"I am convinced that those societies (as the Indians) which live without government enjoy in their general mass an infinitely greater degree of happiness than those who live under the European governments. Among the former, public opinion is in the place of law, & restrains morals as powerfully as laws ever did anywhere. Among the latter, under pretence of governing they have divided their nations into two classes, wolves & sheep. I do not exaggerate. This is a true picture of Europe. Cherish therefore the spirit of our people, and keep alive their attention. ... If once they become inattentive to the public affairs, you & I, & Congress & Assemblies, judges & governors shall all become wolves.
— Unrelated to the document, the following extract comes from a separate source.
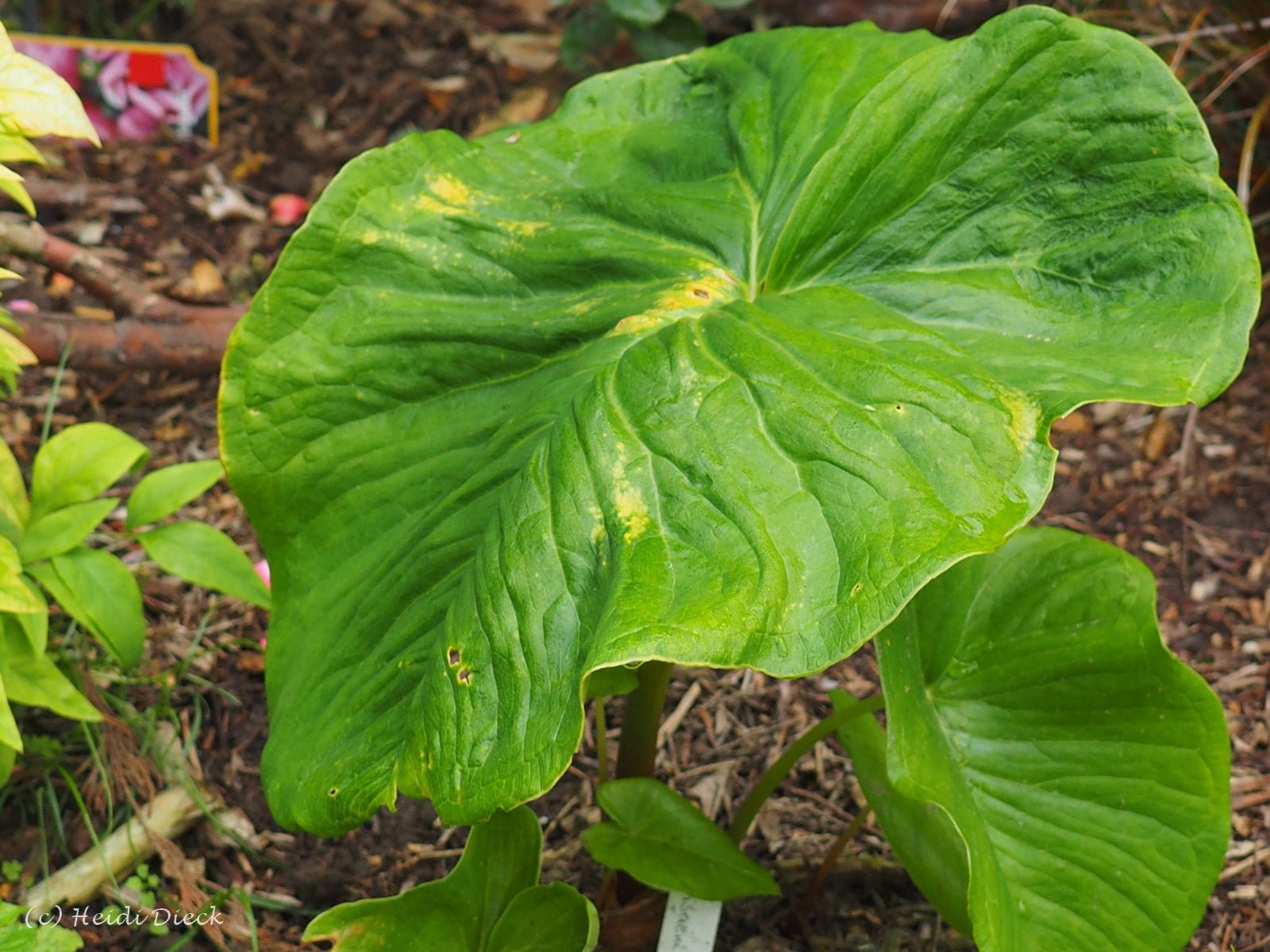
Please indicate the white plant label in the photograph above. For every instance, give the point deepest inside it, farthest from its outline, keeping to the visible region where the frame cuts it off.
(689, 924)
It seems to be the law of our general nature, in spite of individual exceptions; and experience declares that man is the only animal which devours his own kind, for I can apply no milder term to the governments of Europe, and to the general prey of the rich on the poor. " -- Thomas Jefferson, Letter to Edward Carrington - January 16, 1787
"The idea that parties are guided by policy decisions made by voters also seems to be a myth; in reality, the parties make the policies and we fall into line. To minimise cognitive dissonance – the gulf between what we perceive and what we believe – we either adjust our views to those of our favoured party or avoid discovering what the party really stands for. This is how people end up voting against their interests.
Even the less ambitious notion of democracy – that it’s a means by which people punish or reward governments – turns out to be divorced from reality. We remember only the past few months of a government’s performance (a bias known as 'duration neglect') and are hopeless at correctly attributing blame." -- George Monbiot, "Lies, fearmongering and fables: that's our democracy", The Guardian, Oct. 4, 2016.